A team of researchers at the MPQ has for the first time monitored in an experiment how holes (positive charge carriers) in a solid-state model combined to form pairs. This process could play an important role in understanding high-temperature superconductivity.
Using a quantum simulator, researchers at the Max Planck Institute of Quantum Optics (MPQ) have observed pairs of charge carriers that may be responsible for the resistance-free transport of electric current in high-temperature superconductors. So far, the exact physical mechanisms in these complex materials are still largely unknown. Theories assume that the cause for the pair formation and thus for the phenomenon of superconductivity lies in magnetic forces. The team in Garching has now for the first time been able to demonstrate pairs which are formed this way. Their experiment was based on a lattice-like arrangement of cold atoms, as well as on a tricky suppression of the movement of free charge carriers. The researchers report on their results in the journal "Nature".
Since the discovery of high-temperature superconductors almost 40 years ago, scientists have been trying to track down their fundamental quantum-physical mechanisms. But the complex materials still pose mysteries. The new findings of a team in the Quantum Many-Body Systems Department at MPQ in Garching now provide new microscopic insight into processes that may underlie these so-called unconventional superconductors.

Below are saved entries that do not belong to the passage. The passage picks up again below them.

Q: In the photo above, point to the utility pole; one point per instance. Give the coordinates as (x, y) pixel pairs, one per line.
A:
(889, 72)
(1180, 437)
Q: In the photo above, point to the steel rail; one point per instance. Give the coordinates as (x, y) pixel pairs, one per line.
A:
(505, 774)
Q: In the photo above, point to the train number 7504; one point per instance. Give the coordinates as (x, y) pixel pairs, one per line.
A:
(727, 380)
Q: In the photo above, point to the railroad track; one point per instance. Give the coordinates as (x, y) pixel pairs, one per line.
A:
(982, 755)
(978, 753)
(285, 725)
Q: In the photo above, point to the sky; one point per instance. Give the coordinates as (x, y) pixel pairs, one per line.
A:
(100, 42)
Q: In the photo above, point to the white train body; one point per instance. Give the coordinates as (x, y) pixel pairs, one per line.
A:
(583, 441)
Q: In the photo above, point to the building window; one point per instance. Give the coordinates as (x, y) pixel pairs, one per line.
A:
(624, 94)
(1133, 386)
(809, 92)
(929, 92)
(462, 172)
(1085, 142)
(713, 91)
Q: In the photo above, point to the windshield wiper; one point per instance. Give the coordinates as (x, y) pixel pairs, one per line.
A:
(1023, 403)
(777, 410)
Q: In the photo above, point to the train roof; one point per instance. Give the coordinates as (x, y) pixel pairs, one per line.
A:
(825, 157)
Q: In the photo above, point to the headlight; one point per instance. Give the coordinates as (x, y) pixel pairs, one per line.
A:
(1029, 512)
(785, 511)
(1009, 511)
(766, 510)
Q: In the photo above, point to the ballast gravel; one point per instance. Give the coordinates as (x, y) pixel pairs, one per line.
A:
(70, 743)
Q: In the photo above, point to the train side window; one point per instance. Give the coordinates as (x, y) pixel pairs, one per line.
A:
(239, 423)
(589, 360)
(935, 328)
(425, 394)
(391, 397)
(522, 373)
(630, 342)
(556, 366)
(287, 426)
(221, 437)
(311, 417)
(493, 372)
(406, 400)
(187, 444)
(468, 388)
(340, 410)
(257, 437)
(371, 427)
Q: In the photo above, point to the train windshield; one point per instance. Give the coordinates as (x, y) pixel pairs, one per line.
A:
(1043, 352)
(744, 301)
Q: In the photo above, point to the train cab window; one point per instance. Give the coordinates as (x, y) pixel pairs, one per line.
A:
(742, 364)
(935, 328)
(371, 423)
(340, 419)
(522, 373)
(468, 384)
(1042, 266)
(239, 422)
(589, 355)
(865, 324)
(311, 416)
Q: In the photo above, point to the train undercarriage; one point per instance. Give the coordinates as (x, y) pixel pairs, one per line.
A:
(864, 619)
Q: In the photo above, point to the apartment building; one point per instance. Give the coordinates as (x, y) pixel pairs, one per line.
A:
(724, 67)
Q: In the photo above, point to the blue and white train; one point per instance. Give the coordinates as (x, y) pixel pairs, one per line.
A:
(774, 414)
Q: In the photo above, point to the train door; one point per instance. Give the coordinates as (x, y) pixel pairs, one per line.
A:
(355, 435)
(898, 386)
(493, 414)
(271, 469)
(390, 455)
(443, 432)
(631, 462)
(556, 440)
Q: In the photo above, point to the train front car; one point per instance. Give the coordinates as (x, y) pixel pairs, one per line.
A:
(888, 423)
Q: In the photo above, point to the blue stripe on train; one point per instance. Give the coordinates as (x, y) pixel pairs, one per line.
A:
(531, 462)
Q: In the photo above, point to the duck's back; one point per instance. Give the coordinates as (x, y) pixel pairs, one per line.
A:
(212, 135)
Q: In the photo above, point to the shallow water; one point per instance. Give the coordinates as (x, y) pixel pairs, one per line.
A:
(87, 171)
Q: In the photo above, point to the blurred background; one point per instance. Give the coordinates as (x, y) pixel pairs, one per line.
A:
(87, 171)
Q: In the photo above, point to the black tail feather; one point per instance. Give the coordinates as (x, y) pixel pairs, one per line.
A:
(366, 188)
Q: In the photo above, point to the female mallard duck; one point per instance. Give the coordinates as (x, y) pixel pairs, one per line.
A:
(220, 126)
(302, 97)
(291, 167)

Crucial to any kind of superconductivity is the formation of tightly linked pairs of charge carriers - electrons or holes, as electrons vacancies are called. "The reason for this lies in quantum mechanics," explains MPQ physicist Sarah Hirthe: each electron or hole carries a half-integer spin – a quantum physical quantity that can be imagined as a measure of a particle's internal rotation. Atoms also have a spin. For quantum statistical reasons, however, only particles with an integer spin can move through a crystal lattice without resistance under certain conditions. "Therefore, electrons or holes have to pair up to do this," says Hirthe. In conventional superconductors, lattice vibrations called phonons help with pairing. In non-conventional superconductors, on the other hand, a different mechanism is at work – but the question of which one it is has remained unanswered until now. "In a widely accepted theory, indirect magnetic forces play a crucial role," Sarah Hirthe reports. "But this could not be confirmed in experiments so far."
Solid state model spiked with holes
To better understand the processes in such materials, the researchers used a quantum simulator: a kind of quantum computer that recreates physical systems. To do this, they arranged ultracold atoms in a vacuum with laser light in such a way that they simulate the electrons in a simplified solid-state model. In the process, the spins of the atoms arranged themselves with alternating directions: an antiferromagnetic structure was created, which is characteristic of many high-temperature superconductors – and stabilised by magnetic interactions. The team then "doped" this model by reducing the number of atoms in the system. In that way, holes emerged into the lattice-like structure.
The team at MPQ now could show that the magnetic forces indeed lead to pairs. To achieve this, they used an experimental trick. "Moving charge carriers in a material like high-temperature superconductors are subject to a competition of different forces," explains Hirthe. On the one hand, they have the urge to spread out, i.e. to be everywhere at the same time. This gives them an energetic advantage. On the other hand, magnetic interactions ensure a regular arrangement of the spin states of atoms, electrons and holes – and presumably also the formation of charge carrier pairs. However: "The competition of forces has so far prevented us from observing such pairs microscopically," says Timon Hilker, leader of the research group. "That's why we had the idea of preventing the disruptive movement of the charge carriers in one spatial direction."
A close look through the quantum gas microscope
This way, the magnetic forces were, to a large extent, undisturbed. The result: holes that came close to each other formed the expected pairs. To observe such pairing, the team used a quantum gas microscope – a device with which quantum mechanical processes can be followed in detail. Not only were the hole pairs revealed , but the relative arrangement of the pairs was also observed, suggesting repulsive forces between them. The team reports on their work in the scientific journal "Nature". "The results underline the idea that the loss of electrical resistance in non-conventional superconductors is caused by magnetic forces," emphasises Prof Immanuel Bloch, Director at MPQ and Head of the Quantum Many-Body Systems Division. "This leads to a better understanding of these extraordinary materials and shows a new way of how stable hole pairs can form even at very high temperatures, potentially significantly increasing the critical temperature of superconductors".
The researchers at the Max Planck Institute of Quantum Optics now plan new experiments on more complex models in which large two-dimensional arrays of atoms are connected. Such larger systems will hopefully create more hole pairs and allow for the observation of their motion through the lattice: the transport of electric current without resistance due to superconductivity.